Chocolate Cake for Breakfast

Saturday, June 09, 2007

'With the first pick of the 2007 First-Year Players Draft ...'

It's 2 a.m. Perfect time for a late-night snack of bacon and pineapple-orange-banana juice. It's also the perfect time to get back to blogging.

I'm going to label myself as a real baseball nerd here, but I've spent the past couple days keeping up with the MLB draft both on TV and online. It's the first year the draft has ever been aired on TV, mainly because there usually just isn't enough interest. It's difficult for even baseball fans to get excited. First off, the draft is 50 rounds long. With 30 teams picking, that's up to 1,500 names called in a two day period. Compare this to the NFL when just over 200 will go, or basketball when around 60 will be drafted. And in the other sports, even the casual fan will know about the top players being drafted. You'd be hard pressed to find and NBA fan this year who doesn't know the names Greg Oden or Kevin Durant. Most NFL fans knew JaMarcus Russell hailed from LSU. But before yesterday, I would wager a guess than 95 percent of baseball fans didn't know who David Price is, much less that he played for Vanderbilt. Now, he's only the first overall player selected in this year's baseball draft by the Tampa Bay Devil Rays. I'd bet that even after yesterday, 70 percent of baseball fans still don't know who he is. And why should they right now? Even the best prospects out of this draft won't sniff the major leagues for a couple of years. Realistically, teams are looking at 3 to 5 years of development before these prospects are ready to help out the major league team. It's just hard to get excited about the 2011 season yet. Unless, of course, you're a Ranger fan, when that's probably all you've got to look forward to for the next couple years.
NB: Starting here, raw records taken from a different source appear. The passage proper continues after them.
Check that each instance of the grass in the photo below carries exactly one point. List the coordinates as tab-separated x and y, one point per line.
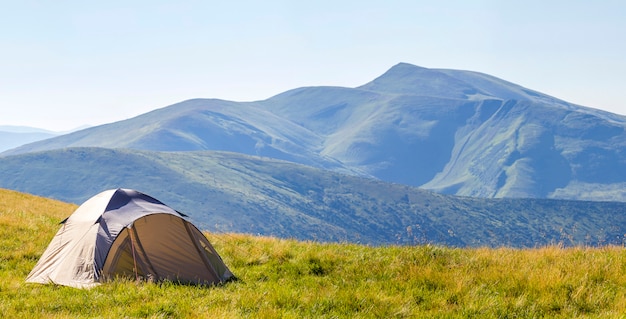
281	278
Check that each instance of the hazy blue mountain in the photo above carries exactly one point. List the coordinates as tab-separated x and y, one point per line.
455	132
14	136
226	192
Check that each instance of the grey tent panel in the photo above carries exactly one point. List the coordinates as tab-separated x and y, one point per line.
123	232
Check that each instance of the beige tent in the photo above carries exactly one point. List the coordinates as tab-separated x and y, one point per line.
123	232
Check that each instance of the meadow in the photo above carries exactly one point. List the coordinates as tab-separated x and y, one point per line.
283	278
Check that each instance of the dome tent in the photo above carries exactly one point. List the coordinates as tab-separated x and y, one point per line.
122	232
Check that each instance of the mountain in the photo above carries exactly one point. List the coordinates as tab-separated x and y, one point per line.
14	136
451	131
231	192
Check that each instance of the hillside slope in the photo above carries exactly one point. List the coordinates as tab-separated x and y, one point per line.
454	132
230	192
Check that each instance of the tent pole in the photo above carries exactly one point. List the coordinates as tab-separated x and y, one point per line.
132	248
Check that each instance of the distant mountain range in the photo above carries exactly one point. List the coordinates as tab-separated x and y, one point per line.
232	192
454	132
359	164
14	136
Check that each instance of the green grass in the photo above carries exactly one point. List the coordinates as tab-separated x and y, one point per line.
291	279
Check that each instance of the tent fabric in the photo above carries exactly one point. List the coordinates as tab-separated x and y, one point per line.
122	232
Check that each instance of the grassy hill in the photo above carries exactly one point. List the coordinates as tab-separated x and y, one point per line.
292	279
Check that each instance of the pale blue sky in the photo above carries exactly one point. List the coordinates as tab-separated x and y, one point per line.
68	63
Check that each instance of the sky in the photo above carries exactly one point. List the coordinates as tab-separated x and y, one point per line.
66	64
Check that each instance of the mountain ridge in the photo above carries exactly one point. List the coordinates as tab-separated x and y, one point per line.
232	192
456	132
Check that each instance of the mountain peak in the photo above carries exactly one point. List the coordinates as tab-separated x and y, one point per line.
405	78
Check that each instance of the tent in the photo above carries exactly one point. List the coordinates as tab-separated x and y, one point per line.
122	232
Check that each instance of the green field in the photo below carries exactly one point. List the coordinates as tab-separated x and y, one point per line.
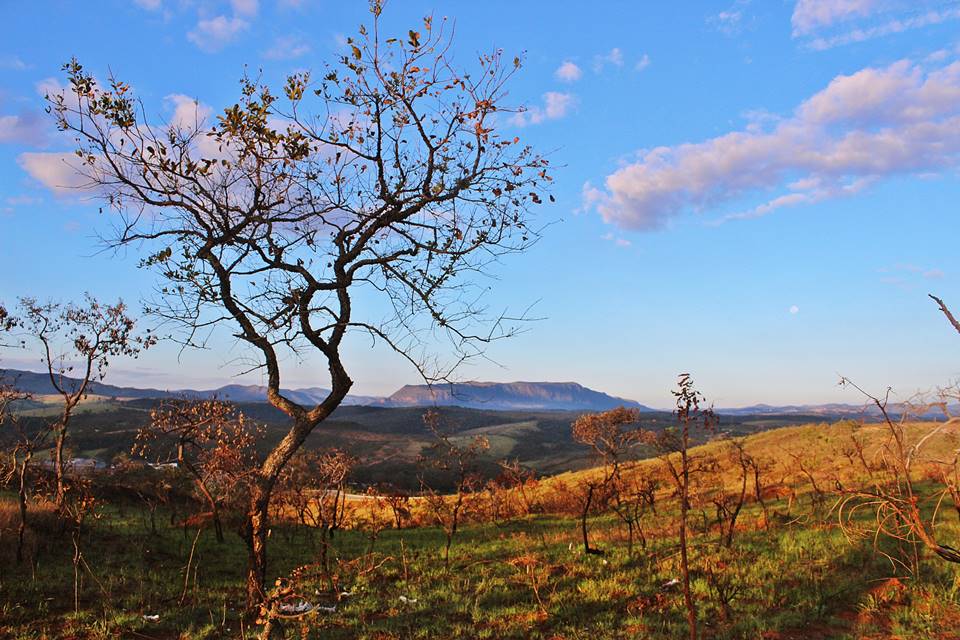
795	575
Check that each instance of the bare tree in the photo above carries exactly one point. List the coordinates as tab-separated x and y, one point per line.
77	342
319	478
892	495
387	176
447	456
21	444
675	445
211	441
604	433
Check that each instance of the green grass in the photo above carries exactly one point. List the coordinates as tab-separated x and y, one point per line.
526	578
802	576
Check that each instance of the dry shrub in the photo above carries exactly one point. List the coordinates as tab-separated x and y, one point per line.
43	524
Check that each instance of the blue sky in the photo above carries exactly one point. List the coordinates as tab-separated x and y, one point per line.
760	193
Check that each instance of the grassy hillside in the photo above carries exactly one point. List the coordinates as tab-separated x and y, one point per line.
386	441
791	571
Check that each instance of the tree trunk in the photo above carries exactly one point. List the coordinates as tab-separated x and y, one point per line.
583	525
684	562
61	491
257	527
22	504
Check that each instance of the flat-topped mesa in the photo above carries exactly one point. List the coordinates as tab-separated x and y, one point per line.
556	396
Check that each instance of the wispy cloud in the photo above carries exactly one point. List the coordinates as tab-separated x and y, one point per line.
56	171
863	127
730	21
149	5
825	24
14	63
908	276
617	240
556	105
27	128
568	72
810	15
213	34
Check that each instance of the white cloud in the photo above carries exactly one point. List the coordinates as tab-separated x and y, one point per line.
187	113
896	25
730	21
556	105
568	72
27	128
49	87
875	123
214	34
831	23
810	15
14	63
620	242
56	171
287	48
614	57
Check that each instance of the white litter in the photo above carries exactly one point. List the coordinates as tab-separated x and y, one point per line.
297	608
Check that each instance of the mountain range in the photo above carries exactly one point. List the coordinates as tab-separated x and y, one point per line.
496	396
492	396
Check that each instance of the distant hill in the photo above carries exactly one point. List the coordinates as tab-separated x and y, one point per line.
492	396
509	396
39	384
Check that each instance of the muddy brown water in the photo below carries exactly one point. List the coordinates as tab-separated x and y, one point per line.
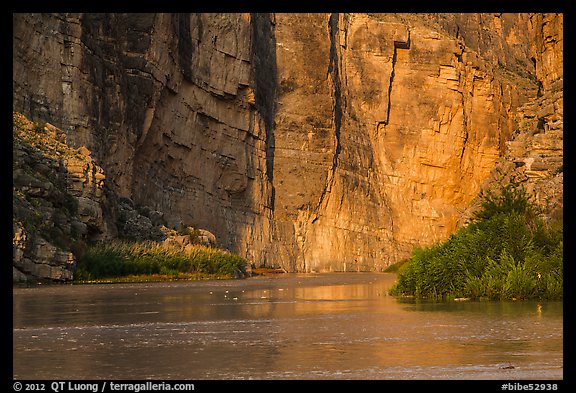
288	326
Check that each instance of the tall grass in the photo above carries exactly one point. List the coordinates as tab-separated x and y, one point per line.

The main thing worth noting after watching the first round of this draft on TV: Commissioner Bud Selig seemed very confused.



He'd come wandering out from behind the curtain up to the podium every 5 minutes to announce each pick looking like he wasn't quite sure where he was or what he was doing. His announcements of each player drafted were more like questions, like he had just heard of some of the players and some of the teams. But I won't bash Bud too much more. He gets plenty of that from everyone else around the league. I did realize something else about Bud though. He's got a long lost brother, from a fairly weighty gene pool.



It's none other than the brilliant astrophysicist Stephen Hawking. That's not meant as a slight to either one of them, but the resemblance is uncanny. But don't just take my word for it, or even just the pictures above.



I'll never be able to read A Brief History of Time the same ever again.